At first glance, Bastille Day can seem a little lame, especially when you compare it to our Fourth of July. There are no family gatherings, no parades (unless you are in Paris), no BBQs, no tri-color Jello-based desserts. Milwaukee’s Bastille Day celebration is way more festive than anything I’ve seen happening on actual French soil.
Even the event itself, when you read the details of the story, is a little underwhelming. The U.S. holiday celebrates the American people’s glorious victory in a war for freedom from the British crown’s financial oppression. Bastille Day celebrates the French people’s victory over their own money-grubbing monarchy. So, there, we’re pretty much even.

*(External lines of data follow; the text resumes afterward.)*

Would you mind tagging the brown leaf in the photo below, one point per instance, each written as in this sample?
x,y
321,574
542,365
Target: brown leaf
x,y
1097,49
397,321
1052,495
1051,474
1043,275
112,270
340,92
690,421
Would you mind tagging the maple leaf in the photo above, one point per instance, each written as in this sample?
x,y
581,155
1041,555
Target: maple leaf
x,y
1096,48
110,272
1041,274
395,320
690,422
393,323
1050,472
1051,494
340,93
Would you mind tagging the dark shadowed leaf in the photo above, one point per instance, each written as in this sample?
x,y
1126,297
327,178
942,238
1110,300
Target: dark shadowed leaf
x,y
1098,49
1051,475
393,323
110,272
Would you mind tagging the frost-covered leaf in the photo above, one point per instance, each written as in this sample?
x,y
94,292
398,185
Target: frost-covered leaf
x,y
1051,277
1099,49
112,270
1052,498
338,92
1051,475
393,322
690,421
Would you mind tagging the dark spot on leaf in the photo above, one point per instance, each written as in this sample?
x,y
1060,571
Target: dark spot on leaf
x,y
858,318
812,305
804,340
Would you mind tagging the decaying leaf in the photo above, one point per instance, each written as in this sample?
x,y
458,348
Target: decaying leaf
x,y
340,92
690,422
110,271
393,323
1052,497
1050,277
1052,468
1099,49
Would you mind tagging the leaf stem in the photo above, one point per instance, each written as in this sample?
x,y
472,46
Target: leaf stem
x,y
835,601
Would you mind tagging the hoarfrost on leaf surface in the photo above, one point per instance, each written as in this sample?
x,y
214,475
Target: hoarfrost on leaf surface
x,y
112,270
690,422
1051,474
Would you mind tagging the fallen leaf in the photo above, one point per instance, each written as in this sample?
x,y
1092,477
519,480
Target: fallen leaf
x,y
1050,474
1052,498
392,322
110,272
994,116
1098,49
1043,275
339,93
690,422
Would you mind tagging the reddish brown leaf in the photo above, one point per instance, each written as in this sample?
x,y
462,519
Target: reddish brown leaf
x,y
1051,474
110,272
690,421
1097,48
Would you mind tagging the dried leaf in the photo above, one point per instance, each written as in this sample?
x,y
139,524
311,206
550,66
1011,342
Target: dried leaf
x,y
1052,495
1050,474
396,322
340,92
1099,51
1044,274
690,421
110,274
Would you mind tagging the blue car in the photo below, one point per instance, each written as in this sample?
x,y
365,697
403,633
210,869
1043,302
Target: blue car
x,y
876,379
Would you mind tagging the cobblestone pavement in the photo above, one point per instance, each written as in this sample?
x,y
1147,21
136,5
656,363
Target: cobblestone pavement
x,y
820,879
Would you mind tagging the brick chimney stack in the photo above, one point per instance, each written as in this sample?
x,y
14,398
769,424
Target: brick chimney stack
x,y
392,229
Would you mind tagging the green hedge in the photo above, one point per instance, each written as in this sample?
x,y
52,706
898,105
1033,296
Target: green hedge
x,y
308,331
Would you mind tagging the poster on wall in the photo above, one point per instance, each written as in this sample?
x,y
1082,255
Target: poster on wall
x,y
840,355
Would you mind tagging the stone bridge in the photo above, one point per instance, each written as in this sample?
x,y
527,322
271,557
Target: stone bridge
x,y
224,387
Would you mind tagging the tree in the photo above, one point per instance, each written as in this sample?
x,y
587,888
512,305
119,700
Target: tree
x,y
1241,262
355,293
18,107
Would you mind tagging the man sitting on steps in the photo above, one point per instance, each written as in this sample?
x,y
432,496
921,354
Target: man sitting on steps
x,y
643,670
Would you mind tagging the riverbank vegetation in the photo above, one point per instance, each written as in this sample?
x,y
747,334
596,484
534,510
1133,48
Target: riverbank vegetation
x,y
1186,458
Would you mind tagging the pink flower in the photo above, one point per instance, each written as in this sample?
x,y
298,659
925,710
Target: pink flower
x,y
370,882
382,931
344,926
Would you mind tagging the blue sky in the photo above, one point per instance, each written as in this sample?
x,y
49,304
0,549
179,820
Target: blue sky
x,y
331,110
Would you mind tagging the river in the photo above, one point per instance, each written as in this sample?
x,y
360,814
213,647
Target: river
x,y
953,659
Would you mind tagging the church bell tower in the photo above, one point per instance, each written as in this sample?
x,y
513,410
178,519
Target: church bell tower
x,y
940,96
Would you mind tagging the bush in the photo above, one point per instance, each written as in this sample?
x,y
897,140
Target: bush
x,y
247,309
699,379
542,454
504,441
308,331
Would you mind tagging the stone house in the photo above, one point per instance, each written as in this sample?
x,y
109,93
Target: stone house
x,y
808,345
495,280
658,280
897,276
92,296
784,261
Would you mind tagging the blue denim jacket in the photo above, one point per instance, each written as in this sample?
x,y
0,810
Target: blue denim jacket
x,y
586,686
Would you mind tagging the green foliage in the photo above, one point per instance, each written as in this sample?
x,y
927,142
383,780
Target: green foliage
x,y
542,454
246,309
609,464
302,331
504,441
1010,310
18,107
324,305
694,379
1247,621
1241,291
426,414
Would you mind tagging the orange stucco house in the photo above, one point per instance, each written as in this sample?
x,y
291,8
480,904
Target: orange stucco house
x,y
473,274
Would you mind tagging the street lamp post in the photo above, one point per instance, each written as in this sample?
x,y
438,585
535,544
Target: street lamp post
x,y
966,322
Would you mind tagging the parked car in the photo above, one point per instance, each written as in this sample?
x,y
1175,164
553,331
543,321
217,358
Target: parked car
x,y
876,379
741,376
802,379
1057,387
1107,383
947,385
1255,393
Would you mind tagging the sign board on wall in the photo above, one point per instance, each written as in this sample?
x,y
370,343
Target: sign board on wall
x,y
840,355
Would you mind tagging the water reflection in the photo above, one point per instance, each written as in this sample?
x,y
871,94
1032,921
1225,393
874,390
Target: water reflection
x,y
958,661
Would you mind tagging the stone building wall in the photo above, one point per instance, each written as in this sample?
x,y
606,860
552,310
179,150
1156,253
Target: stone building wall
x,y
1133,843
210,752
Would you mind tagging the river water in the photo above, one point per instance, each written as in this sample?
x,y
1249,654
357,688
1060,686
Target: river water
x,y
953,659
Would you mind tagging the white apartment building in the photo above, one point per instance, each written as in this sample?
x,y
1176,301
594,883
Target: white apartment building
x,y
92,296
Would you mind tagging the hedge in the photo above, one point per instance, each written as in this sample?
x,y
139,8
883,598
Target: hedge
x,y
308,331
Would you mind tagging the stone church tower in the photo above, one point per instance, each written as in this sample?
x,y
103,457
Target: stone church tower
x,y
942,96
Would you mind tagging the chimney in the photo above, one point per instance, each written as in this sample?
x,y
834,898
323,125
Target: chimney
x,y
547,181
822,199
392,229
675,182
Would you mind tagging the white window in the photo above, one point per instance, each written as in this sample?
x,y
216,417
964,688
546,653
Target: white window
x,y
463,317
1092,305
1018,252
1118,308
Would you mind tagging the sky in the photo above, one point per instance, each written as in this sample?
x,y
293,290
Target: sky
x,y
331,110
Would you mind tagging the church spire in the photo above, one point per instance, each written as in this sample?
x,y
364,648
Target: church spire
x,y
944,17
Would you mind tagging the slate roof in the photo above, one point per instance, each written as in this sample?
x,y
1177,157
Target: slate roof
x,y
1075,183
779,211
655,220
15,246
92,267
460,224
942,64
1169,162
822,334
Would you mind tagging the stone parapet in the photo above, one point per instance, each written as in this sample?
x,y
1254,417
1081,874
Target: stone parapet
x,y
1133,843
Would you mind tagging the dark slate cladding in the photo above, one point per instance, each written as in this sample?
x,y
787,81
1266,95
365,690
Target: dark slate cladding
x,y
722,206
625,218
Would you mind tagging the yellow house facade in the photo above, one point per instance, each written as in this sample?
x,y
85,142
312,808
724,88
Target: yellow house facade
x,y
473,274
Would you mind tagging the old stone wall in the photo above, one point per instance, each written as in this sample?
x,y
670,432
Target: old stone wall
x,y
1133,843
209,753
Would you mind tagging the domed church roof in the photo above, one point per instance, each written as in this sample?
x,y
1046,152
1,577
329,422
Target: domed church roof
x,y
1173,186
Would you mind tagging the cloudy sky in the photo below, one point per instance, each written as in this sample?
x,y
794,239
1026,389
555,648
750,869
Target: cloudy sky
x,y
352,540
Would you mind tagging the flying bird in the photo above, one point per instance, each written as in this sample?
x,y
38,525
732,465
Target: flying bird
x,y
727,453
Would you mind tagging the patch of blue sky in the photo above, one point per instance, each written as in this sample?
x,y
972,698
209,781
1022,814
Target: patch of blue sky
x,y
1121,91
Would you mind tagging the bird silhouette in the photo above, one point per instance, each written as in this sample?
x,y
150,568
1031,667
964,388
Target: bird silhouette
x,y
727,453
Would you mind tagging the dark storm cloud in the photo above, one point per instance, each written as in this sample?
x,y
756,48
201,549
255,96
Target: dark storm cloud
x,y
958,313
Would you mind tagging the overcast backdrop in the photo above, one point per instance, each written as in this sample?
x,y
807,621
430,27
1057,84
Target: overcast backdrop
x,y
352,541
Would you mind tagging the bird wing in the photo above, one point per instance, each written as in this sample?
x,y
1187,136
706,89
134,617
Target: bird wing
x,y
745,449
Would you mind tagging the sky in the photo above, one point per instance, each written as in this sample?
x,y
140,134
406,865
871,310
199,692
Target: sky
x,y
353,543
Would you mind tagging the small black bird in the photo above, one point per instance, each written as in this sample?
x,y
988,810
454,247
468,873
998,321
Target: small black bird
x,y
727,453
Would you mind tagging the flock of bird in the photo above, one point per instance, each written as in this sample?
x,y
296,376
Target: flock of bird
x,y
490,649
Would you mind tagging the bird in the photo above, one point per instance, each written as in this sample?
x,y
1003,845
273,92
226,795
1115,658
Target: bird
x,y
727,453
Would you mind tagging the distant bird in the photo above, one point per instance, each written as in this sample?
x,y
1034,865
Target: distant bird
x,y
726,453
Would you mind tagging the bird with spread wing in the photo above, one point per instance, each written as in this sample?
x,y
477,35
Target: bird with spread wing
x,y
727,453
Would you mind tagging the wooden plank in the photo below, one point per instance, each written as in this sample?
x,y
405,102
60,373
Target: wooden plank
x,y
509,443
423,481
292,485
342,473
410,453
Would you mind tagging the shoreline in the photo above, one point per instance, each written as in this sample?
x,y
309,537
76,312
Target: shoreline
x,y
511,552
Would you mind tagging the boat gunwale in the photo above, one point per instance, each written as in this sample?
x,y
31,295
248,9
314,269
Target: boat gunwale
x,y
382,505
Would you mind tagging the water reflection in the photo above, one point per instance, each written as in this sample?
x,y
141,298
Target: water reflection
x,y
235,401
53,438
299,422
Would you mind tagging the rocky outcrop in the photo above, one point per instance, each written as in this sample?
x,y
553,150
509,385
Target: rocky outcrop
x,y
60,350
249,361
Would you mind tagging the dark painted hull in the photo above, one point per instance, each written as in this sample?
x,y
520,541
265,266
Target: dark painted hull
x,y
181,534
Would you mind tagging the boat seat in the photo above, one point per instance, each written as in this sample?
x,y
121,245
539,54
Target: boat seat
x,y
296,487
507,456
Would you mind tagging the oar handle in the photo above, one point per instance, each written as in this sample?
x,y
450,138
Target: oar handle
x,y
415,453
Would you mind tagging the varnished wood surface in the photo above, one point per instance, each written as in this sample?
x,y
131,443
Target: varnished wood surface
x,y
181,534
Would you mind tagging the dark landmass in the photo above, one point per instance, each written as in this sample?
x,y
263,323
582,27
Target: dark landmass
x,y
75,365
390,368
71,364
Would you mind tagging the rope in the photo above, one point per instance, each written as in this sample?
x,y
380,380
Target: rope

The actual storming of the Bastille, though? I’m sorry, I even have a problem with the term “storming.” A disgruntled mob showed up at the gates of the Bastille, elected two representatives to negotiate for them and the Bastille guards let them in. That’s not a “storm.” That’s a “pop-in.”
There’s just as much of a ruckus at our house when Johann’s relatives show up unannounced to find the gate closed and commence with the honking, shouting and doorbell-ringing until someone lets them in and provides them with drinks and snacks. Instead of drinks and snacks, though, the revolutionaries wanted guns and prisoners. Mostly guns, since, according to Wikipedia, there were only seven prisoners in there anyway: four counterfeiters, two madmen, and a young aristocrat who had displeased his father.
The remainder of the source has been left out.